7 comments / Add your comment below

  1. Caro FDP (é meio estranho chamar assim né?)
    eu queria saber se voce disponibilizou a Sonata do Schubert D.821 pra Arpegionne, mas na versão do John Williams? eu queria MUITO esse áudio, encontrei um Duo de violões tocando, e infelizmente so achei a partitura pra viola e piano.
    Obrigado

  2. Léo, eu já tive esta gravação, mas infelizmente não sei onde foi parar. Sugiro dares uma procurada no avaxhome, pois foi lá que a consegui.
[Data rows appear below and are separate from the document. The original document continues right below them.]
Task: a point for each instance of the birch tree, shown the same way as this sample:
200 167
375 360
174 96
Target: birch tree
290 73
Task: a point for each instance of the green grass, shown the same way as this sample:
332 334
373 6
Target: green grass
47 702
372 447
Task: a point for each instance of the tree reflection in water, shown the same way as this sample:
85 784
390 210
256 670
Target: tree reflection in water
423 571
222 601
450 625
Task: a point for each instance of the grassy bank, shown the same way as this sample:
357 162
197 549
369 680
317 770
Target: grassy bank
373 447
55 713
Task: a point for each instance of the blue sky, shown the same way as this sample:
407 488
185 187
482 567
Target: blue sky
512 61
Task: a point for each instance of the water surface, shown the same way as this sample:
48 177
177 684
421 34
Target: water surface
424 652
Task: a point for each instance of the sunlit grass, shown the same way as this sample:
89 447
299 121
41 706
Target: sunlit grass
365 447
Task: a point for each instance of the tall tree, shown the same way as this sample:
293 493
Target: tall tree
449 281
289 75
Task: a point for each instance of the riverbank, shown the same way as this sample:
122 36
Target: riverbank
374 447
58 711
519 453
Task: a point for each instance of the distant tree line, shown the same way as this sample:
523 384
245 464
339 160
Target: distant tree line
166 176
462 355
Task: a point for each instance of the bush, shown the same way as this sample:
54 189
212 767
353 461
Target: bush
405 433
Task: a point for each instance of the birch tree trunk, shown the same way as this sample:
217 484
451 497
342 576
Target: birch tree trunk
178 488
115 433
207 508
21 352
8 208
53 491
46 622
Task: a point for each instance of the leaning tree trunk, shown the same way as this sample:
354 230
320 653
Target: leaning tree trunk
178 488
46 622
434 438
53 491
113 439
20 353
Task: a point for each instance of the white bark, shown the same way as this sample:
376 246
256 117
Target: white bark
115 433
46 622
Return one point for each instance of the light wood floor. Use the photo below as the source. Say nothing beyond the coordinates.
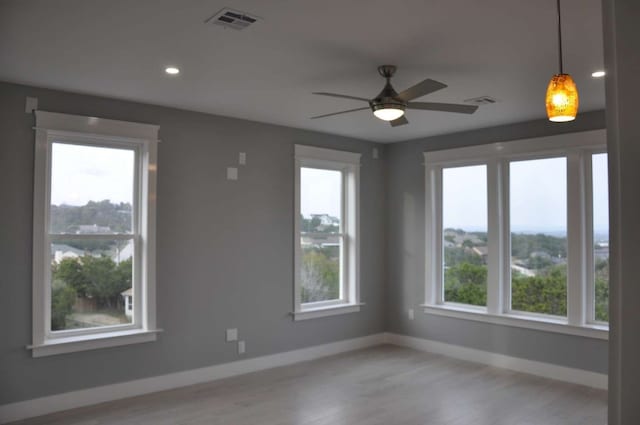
(380, 386)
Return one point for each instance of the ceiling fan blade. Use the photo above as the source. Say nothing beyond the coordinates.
(445, 107)
(421, 89)
(338, 113)
(343, 96)
(399, 121)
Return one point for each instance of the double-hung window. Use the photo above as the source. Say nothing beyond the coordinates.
(326, 232)
(517, 233)
(94, 233)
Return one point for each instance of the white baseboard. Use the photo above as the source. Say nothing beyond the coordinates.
(70, 400)
(546, 370)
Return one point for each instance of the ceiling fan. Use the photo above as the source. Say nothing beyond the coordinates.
(390, 105)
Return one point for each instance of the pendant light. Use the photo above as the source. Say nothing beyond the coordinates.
(562, 94)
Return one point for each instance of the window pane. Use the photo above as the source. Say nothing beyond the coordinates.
(538, 214)
(91, 283)
(320, 269)
(321, 209)
(464, 220)
(320, 200)
(601, 235)
(91, 189)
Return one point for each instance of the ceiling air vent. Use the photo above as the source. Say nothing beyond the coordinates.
(482, 100)
(231, 18)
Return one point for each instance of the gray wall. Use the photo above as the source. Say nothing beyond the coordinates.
(622, 62)
(224, 248)
(405, 265)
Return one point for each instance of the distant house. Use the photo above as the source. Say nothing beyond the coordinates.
(326, 219)
(92, 229)
(128, 302)
(482, 251)
(60, 251)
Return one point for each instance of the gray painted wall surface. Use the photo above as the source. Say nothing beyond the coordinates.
(405, 287)
(622, 62)
(224, 248)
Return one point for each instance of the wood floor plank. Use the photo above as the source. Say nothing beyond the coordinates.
(385, 385)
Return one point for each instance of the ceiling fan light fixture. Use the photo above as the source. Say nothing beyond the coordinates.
(562, 98)
(388, 112)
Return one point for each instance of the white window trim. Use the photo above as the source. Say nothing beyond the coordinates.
(99, 132)
(349, 164)
(577, 148)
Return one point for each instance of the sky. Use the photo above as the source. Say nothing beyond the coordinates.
(80, 174)
(320, 192)
(537, 199)
(538, 196)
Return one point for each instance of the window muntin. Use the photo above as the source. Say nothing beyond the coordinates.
(92, 233)
(326, 266)
(464, 233)
(321, 237)
(538, 229)
(600, 233)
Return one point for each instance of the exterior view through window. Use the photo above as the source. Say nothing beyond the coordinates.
(321, 234)
(91, 224)
(600, 186)
(464, 218)
(538, 215)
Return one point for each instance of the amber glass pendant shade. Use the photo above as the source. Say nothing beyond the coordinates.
(562, 98)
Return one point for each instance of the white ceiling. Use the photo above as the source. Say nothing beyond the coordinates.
(119, 48)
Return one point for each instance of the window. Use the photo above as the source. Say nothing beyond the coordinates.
(517, 233)
(326, 227)
(538, 218)
(464, 242)
(599, 272)
(94, 224)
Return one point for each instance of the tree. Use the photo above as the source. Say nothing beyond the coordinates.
(69, 271)
(545, 293)
(602, 289)
(320, 275)
(63, 297)
(95, 277)
(466, 283)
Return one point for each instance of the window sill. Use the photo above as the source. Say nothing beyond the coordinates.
(92, 342)
(331, 310)
(547, 324)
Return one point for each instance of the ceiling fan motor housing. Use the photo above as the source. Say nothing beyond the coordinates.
(388, 97)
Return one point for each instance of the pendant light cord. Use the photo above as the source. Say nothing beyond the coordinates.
(560, 39)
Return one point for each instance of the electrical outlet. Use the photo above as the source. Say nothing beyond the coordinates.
(232, 335)
(232, 173)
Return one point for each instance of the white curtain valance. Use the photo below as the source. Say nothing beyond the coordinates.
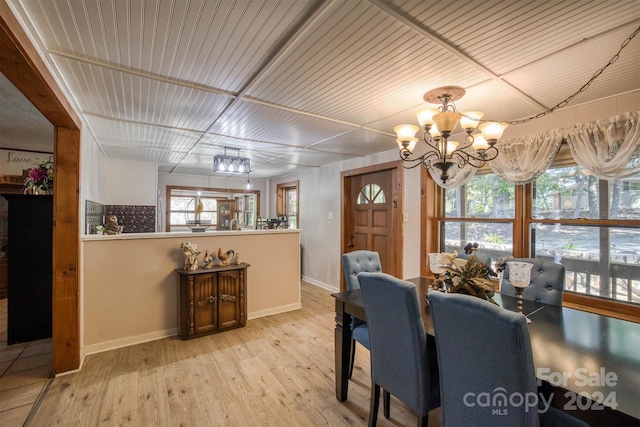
(607, 148)
(522, 160)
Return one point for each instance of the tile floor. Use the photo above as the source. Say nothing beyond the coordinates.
(25, 370)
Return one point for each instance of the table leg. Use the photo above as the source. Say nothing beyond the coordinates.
(342, 349)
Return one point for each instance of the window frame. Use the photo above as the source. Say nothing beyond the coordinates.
(281, 206)
(432, 211)
(222, 191)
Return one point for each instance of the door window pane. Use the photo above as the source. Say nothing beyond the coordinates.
(371, 193)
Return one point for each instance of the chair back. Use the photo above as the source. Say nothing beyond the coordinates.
(547, 282)
(357, 262)
(485, 360)
(399, 361)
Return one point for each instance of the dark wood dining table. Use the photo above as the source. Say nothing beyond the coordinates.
(588, 363)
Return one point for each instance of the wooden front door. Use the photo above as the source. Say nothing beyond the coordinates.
(371, 215)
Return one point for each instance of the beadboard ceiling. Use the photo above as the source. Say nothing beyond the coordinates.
(299, 84)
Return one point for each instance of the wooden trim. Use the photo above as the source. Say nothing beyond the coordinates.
(23, 67)
(168, 188)
(397, 189)
(66, 250)
(280, 191)
(627, 223)
(618, 309)
(431, 202)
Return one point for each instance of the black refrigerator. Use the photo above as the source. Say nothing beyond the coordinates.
(29, 267)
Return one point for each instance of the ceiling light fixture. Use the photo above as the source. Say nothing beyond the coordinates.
(231, 164)
(438, 124)
(477, 149)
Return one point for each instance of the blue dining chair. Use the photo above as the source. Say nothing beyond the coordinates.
(353, 263)
(486, 363)
(400, 361)
(547, 282)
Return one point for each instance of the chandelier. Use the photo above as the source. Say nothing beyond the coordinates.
(231, 164)
(438, 124)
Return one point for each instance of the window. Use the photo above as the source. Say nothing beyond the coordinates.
(568, 216)
(183, 209)
(183, 201)
(591, 227)
(481, 211)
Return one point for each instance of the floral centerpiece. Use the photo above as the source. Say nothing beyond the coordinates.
(467, 276)
(40, 179)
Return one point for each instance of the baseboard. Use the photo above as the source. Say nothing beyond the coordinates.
(125, 342)
(320, 284)
(139, 339)
(274, 310)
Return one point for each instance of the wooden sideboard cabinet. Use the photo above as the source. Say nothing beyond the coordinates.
(211, 300)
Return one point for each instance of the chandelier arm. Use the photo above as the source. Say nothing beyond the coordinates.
(409, 163)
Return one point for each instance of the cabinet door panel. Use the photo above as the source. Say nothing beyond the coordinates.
(205, 300)
(230, 298)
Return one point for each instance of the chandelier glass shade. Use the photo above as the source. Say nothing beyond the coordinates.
(438, 125)
(231, 164)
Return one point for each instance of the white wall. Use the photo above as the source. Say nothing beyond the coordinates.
(131, 183)
(93, 171)
(320, 192)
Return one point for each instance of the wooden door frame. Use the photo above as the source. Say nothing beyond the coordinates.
(24, 68)
(396, 213)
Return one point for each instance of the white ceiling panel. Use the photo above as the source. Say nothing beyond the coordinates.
(217, 43)
(126, 96)
(506, 35)
(357, 64)
(556, 77)
(298, 84)
(115, 132)
(248, 121)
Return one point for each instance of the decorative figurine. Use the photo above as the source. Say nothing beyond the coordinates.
(190, 255)
(224, 256)
(208, 260)
(112, 227)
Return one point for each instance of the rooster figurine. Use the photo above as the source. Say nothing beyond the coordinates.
(224, 256)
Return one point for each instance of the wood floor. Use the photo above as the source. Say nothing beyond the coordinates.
(276, 371)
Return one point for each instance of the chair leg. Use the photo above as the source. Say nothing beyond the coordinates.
(386, 403)
(373, 410)
(352, 357)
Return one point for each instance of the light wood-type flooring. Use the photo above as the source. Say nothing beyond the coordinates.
(276, 371)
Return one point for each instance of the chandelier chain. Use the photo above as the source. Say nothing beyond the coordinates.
(584, 87)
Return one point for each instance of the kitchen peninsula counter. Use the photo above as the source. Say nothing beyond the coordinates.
(130, 287)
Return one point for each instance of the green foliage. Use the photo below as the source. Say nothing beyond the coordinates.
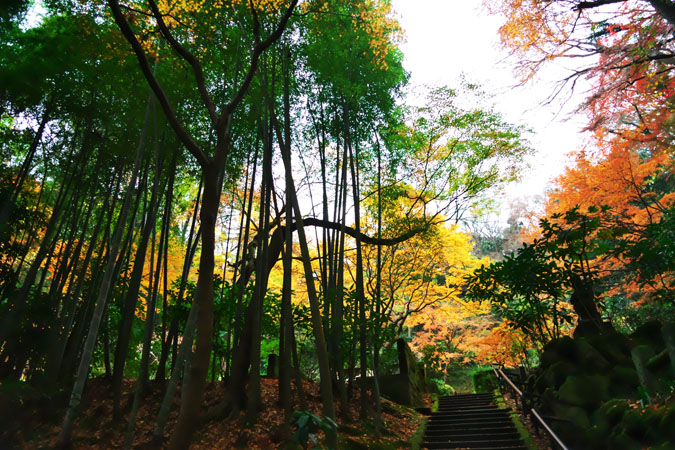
(484, 381)
(307, 424)
(442, 387)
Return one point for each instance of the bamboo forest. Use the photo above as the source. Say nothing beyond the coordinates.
(244, 224)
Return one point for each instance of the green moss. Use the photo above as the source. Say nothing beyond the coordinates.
(610, 413)
(587, 391)
(484, 381)
(590, 358)
(417, 439)
(522, 431)
(660, 362)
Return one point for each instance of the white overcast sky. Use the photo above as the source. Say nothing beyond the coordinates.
(445, 38)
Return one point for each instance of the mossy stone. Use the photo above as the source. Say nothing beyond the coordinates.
(622, 441)
(624, 382)
(577, 414)
(659, 362)
(596, 436)
(649, 333)
(591, 359)
(635, 424)
(613, 346)
(667, 422)
(556, 350)
(587, 391)
(610, 413)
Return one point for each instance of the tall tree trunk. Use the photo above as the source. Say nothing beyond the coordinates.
(8, 200)
(129, 305)
(88, 352)
(317, 323)
(188, 417)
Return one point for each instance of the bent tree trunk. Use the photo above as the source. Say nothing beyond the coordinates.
(88, 352)
(188, 417)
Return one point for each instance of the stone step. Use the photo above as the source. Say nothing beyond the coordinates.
(477, 416)
(471, 421)
(488, 443)
(499, 421)
(464, 436)
(439, 446)
(464, 407)
(471, 411)
(469, 430)
(467, 403)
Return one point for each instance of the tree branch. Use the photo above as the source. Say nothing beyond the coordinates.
(595, 4)
(190, 58)
(182, 134)
(258, 49)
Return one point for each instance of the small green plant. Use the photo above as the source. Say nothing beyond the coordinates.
(308, 424)
(443, 388)
(644, 397)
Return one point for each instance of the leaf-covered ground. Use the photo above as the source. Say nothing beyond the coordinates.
(38, 426)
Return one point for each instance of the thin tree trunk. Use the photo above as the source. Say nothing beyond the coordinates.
(87, 354)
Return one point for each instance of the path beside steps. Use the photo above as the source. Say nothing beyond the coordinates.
(471, 421)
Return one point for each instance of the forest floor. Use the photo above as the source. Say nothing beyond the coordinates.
(94, 428)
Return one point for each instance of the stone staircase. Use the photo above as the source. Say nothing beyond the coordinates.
(471, 421)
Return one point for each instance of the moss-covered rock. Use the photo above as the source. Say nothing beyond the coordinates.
(576, 414)
(610, 413)
(649, 334)
(613, 346)
(591, 359)
(484, 381)
(587, 391)
(624, 382)
(623, 441)
(659, 362)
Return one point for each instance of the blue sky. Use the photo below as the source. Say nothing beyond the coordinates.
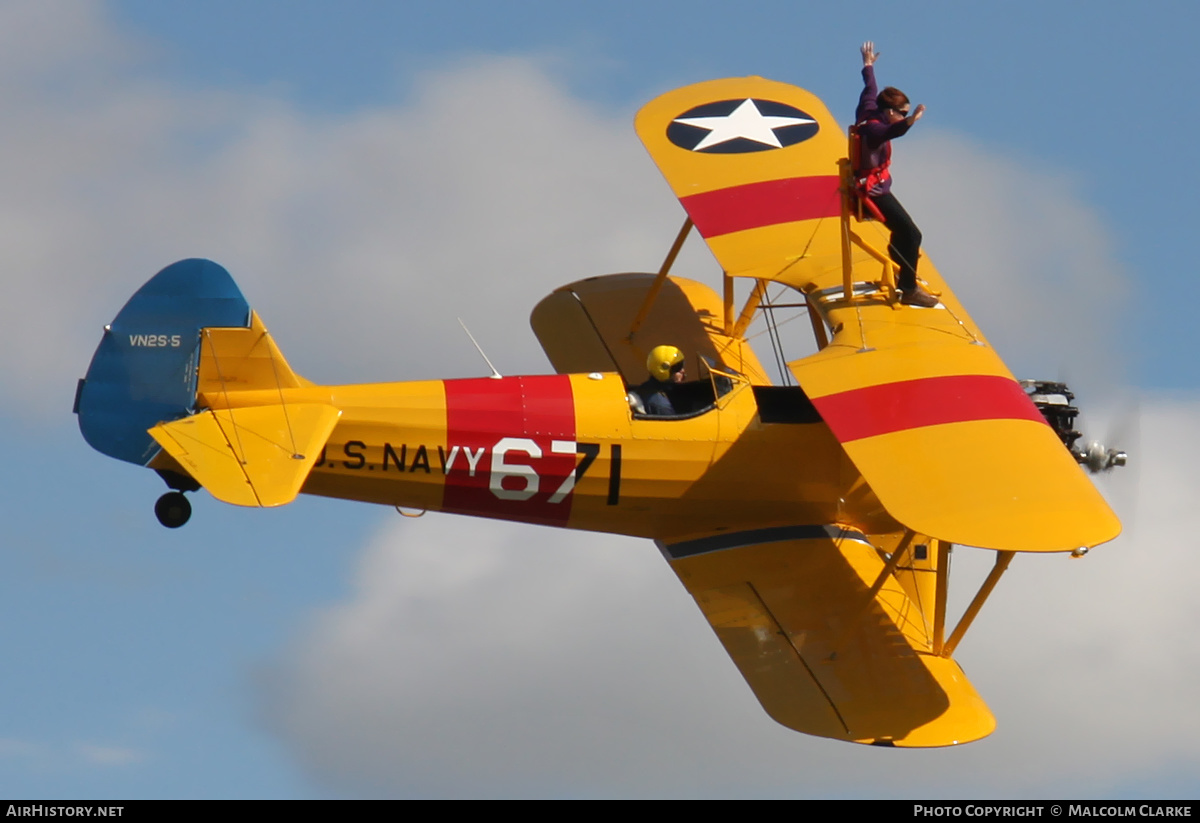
(370, 170)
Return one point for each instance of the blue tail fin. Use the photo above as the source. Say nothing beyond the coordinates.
(144, 370)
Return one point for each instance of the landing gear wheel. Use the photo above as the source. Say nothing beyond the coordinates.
(173, 510)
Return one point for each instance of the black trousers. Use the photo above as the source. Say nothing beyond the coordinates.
(905, 246)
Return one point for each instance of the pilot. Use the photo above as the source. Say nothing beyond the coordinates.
(881, 118)
(667, 371)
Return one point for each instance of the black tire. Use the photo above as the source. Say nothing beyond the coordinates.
(173, 510)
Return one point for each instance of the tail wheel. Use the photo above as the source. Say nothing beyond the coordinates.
(173, 510)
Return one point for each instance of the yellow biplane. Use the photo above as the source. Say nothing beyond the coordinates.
(811, 520)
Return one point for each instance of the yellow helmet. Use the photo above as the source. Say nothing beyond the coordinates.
(663, 361)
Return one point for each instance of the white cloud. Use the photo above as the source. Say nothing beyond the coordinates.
(358, 239)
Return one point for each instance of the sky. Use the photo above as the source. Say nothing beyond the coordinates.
(371, 170)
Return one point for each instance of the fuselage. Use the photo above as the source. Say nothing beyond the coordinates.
(565, 450)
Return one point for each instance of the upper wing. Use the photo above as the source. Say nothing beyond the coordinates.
(827, 638)
(755, 164)
(924, 407)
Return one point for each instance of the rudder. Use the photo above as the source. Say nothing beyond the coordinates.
(144, 370)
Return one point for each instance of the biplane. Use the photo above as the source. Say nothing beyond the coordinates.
(811, 518)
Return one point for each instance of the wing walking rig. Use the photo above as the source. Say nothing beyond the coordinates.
(811, 521)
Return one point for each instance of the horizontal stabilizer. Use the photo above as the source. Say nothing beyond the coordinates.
(825, 652)
(257, 456)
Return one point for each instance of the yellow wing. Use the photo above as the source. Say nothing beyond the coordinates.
(827, 638)
(755, 164)
(923, 406)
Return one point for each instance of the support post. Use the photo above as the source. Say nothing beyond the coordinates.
(748, 310)
(1002, 560)
(847, 280)
(941, 592)
(661, 278)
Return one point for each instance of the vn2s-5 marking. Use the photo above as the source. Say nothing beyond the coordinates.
(509, 476)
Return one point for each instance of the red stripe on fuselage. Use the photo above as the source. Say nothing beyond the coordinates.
(767, 203)
(507, 428)
(933, 401)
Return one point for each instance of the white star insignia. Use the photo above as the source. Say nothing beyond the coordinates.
(745, 121)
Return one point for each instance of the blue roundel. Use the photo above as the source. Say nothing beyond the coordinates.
(737, 126)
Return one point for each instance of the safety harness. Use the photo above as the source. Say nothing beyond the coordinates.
(867, 179)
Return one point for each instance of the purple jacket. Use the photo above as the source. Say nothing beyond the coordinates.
(876, 134)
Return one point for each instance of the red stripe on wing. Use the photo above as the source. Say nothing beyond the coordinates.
(933, 401)
(517, 410)
(767, 203)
  3. Caro Fdp e caríssimos amigos.
    Não há o que comentar sobre a obra que já foi demasiadmente analisada, nos mínimos detalhes por inúmeros estudiosos de alto nível.
    Cabem, porém, algumas palavras sobre a interpretação do Trio Beaux Arts. Na minha opinião, está se tornando cada vez mais raro encontrarmos intérpretes que tomem as licenças que apenas os verdadeiros músicos são capazes de tomar sem trairem os gênios que compuseram grandes obras como esta.
    Efetivamente,em nossos dias, encontrar intérpretes capazes de se exprimirem com a flexibilidade que, em geral, as Artes Sonoras requerem (para que não se tornem apenas uma sucessão de sons “robôtizados”)e que esses mesmos intérpretes saibam guardar-se de cair na vulgaridade, está se tornando difícil.
    Competir com as máquinas…
    É!
    É bom que se deixe para outras máquinas.
    Parabéns pelas escolhas e um grande abraço a todos.
    Edson

  4. Concordo plenamente contigo, Edson. Acompanho as gravações do Beaux Arts desde os anos 80, quando comprei os Trios de Brahms e os de Schubert, e como não poderia deixar de ser, sou fã deles desde então. E nós, brasileiros, devemos nos orgulhar pelo fato de termos um Antonio Menezes fazendo parte da história deste conjunto. Fica minha solicitação: alguém teria gravações recentes deste trio já com a presença do Antonio Menezes?
    Com relação às licenças que os grandes músicos tomam, só precisamos lembrar que o Beaux Arts Trio recém completou 50 anos de atividades. Ou seja, é muita experiência atrelada ao talento natural de cada múaico.

  5. Obrigado pelo post FDP.
    Ainda não conheço os trios de Beethoven..
    Esta classificação WoO é por acaso uma nova forma de catalogar as obras de Beethoven? Há uma classificação equivalente usando o “opus” para estas classificacoes em WoO?
    Obrigado,
    Daniel.

  6. Daniel, as obras catalogadas com woO não foram consideradas de grande importância pelo próprio Beethoven para receberem número de Opus. Acredito que o WoO tenha surgido logo depois que foram reunidos os trabalhos de Beethoven sem número de Opus. Mas fique tranquilo, é uma catalogação bem fácil de se compreender.